Çocukluk üçlemenin ilk kitabıydı, İlkgençlik ikinci ve son kitabıysa Gençlik. Tolstoy’un yarı otobiyografik üçlemesini tamamlamış bulunuyorum.
Nikolay yani kitabın başkahramanı artık on altı yaşında.
İlkgençlikte başlayan Tolstoy’un gözlem gücü ve güçlü tasvirleri artık üçlemenin bu son kitabında tamamen yazarın kalemine sinmiştir.
Yaşamın kuralları olarak adlandırdığı sorumluluklardan bahseder.Bu kuralları yazar ve bu kurallarla hayatına yön vermeye çalışır.
Kendi fiziksel özelliklerini beğenmeme,aşklar,”ama aşık değilmişim” demeler,aile ilişkileri, çevre olan ilişkiler,içinde bulunulan yaşın getirisi olan hırçınlıklar, hayattaki yolunu arama, üniversite,geleceğe dair hayaller yer alırken, yazar kendine eleştirilerde de bulunur.
Tolstoy İlkgenclik’te başlayan gözlem gücünü bu kitapta arttırıyor.İnsanları inceliyor.İnsanlar hakkında tahliller yapıyor.Onların psikolojisine dek iniyor.Hatta mana ile beraber isimler de buluyor.Örnek vermem gerekirse Güzel,Özverili, Gayretkeş sevgi olarak üçe ayırıyor.
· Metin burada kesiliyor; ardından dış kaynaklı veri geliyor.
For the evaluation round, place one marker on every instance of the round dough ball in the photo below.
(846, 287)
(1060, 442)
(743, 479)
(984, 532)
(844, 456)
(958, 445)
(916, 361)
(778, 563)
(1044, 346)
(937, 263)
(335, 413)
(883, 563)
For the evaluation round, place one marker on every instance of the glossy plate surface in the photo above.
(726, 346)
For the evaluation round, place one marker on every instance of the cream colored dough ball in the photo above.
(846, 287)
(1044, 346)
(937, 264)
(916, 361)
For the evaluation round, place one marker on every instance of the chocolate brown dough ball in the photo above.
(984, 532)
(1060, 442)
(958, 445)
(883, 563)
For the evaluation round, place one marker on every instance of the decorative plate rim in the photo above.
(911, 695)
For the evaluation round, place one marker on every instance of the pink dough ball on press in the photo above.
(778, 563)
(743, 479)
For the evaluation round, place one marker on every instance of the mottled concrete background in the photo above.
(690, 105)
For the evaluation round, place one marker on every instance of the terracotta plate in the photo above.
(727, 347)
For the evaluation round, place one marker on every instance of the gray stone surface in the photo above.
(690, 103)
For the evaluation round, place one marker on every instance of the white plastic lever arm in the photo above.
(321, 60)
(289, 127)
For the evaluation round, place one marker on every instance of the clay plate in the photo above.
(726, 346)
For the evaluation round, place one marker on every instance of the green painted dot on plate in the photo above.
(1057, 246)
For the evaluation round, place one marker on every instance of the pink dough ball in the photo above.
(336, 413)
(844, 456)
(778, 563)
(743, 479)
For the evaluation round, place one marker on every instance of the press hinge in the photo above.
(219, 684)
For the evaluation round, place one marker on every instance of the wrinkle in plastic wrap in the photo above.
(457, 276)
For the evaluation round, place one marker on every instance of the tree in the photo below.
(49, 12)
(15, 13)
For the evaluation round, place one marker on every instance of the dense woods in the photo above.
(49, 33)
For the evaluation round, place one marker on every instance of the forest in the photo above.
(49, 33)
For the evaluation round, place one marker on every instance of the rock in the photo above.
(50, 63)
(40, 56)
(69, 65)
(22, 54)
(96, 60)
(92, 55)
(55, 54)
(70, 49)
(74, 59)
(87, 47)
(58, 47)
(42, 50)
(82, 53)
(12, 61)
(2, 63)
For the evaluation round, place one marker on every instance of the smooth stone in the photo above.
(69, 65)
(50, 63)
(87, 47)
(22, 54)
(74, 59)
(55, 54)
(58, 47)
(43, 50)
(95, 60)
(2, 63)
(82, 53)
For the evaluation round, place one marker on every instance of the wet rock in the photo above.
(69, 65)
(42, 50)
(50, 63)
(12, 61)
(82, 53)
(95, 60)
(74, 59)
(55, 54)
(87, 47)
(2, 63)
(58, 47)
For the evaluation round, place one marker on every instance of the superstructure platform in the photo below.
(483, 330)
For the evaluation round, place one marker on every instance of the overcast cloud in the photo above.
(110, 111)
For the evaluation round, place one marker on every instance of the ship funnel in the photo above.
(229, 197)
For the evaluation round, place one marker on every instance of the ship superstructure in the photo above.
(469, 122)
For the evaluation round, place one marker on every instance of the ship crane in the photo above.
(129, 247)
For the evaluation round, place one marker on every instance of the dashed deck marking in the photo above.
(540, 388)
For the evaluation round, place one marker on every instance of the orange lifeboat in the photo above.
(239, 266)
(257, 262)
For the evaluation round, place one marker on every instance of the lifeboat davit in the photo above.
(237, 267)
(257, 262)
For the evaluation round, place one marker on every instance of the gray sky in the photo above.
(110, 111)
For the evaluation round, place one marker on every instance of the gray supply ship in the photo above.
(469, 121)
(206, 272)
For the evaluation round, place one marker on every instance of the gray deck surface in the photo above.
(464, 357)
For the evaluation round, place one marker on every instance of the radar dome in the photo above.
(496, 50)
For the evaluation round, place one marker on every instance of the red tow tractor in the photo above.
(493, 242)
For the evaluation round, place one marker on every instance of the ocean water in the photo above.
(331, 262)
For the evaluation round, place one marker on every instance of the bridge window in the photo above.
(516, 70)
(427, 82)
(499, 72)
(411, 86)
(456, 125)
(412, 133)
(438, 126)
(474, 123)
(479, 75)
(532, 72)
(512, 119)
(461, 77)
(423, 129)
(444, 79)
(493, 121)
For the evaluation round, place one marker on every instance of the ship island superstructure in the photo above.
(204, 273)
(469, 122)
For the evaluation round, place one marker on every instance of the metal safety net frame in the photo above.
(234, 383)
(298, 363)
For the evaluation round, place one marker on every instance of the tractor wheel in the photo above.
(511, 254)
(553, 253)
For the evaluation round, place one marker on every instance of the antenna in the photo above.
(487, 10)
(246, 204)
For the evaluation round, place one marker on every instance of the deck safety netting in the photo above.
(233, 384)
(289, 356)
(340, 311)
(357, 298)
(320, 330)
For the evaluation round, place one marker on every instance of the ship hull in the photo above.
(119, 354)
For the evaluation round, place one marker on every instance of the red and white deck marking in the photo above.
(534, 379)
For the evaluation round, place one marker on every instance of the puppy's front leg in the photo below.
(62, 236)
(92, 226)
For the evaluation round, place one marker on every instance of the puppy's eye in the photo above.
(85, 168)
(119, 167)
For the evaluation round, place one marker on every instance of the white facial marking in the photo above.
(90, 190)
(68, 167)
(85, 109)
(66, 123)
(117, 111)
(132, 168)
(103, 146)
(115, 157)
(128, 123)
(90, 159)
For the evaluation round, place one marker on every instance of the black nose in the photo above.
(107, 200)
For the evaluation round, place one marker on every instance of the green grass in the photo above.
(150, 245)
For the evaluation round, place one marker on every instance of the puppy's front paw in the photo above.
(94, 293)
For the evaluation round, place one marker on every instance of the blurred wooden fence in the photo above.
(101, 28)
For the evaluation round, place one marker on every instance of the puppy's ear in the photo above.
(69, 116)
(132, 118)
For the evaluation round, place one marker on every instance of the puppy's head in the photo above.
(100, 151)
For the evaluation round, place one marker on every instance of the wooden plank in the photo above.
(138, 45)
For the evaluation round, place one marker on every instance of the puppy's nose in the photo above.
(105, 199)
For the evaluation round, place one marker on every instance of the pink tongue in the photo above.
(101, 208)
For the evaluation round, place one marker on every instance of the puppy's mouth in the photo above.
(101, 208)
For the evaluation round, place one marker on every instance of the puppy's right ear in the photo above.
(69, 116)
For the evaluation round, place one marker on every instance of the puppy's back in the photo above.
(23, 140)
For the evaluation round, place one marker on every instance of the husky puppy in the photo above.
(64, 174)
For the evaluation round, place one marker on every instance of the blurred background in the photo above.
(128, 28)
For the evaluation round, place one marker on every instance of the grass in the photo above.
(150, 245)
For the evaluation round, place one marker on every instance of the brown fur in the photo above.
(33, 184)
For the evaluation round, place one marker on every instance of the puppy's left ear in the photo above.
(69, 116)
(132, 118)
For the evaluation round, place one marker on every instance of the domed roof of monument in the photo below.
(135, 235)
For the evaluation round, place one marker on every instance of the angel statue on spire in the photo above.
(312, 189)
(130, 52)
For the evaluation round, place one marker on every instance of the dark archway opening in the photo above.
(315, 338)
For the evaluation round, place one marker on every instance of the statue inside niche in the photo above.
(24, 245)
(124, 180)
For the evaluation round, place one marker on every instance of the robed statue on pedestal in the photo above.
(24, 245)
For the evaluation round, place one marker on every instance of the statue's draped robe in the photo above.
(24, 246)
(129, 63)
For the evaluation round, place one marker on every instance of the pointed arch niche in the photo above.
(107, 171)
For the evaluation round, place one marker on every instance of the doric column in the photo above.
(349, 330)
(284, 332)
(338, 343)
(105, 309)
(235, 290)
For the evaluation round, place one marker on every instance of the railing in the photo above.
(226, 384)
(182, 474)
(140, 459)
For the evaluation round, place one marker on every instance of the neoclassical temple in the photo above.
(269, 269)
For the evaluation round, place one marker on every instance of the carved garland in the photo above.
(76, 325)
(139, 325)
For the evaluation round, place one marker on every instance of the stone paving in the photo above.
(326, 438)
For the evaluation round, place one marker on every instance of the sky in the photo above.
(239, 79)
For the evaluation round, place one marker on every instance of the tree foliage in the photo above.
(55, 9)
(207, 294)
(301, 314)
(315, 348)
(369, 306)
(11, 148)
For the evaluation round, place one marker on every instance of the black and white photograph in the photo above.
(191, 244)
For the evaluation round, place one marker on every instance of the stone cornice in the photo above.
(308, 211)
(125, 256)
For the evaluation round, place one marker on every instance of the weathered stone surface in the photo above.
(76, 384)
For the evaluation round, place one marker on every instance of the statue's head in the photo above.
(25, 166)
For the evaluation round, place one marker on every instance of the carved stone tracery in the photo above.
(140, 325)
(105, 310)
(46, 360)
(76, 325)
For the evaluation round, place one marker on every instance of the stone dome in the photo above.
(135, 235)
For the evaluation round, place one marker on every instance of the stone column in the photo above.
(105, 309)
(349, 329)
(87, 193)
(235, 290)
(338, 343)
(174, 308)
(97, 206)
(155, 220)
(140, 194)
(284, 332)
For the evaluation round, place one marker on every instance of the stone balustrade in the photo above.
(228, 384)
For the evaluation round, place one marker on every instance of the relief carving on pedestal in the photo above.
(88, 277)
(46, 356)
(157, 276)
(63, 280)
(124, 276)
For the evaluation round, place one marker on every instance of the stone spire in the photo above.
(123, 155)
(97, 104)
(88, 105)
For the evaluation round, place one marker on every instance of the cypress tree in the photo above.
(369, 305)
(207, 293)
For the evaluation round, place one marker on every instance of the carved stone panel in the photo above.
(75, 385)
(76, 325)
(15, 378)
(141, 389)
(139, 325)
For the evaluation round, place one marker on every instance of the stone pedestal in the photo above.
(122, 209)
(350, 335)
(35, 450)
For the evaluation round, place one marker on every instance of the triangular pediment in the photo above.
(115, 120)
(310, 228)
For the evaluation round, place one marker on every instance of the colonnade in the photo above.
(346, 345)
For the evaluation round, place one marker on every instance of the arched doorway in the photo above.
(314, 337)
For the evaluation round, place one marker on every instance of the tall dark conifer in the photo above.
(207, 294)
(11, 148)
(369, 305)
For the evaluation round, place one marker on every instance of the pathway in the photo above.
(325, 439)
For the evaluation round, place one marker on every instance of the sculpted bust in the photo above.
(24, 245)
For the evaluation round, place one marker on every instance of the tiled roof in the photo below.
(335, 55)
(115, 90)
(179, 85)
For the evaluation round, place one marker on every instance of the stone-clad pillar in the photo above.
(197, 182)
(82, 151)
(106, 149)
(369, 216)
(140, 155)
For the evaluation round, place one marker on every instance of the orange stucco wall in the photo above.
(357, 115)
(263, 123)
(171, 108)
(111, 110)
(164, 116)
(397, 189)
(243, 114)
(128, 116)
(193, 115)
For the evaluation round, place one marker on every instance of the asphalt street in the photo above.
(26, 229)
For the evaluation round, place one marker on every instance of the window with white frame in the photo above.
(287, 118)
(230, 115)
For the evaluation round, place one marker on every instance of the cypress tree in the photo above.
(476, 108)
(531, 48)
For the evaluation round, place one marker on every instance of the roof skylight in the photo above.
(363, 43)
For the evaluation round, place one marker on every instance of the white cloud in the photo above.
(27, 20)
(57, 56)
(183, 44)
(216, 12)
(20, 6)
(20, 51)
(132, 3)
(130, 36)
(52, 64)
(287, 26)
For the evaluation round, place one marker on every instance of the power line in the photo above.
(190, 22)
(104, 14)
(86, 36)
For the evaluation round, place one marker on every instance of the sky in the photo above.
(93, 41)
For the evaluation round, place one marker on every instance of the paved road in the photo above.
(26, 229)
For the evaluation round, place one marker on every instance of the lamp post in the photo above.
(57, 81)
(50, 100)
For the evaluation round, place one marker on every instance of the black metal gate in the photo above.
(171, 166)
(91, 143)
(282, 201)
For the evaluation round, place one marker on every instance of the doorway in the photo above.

Yine gözlemlerine dayanarak insanları ikiye ayırıyor ve bu ayrıma kendi bulduğu bir adı koyuyor “comme il faut”.
Üç kitapta Tolstoy’un hayat ve kalem açısından büyümesine şahit oluyoruz.Özellikle üçlemenin son kitabındaysa bildiğimiz Tolstoy’un , o büyük kalemin tasvir gücünün ve insanı tanıma halinin nasıl oluştuğunu görüyoruz.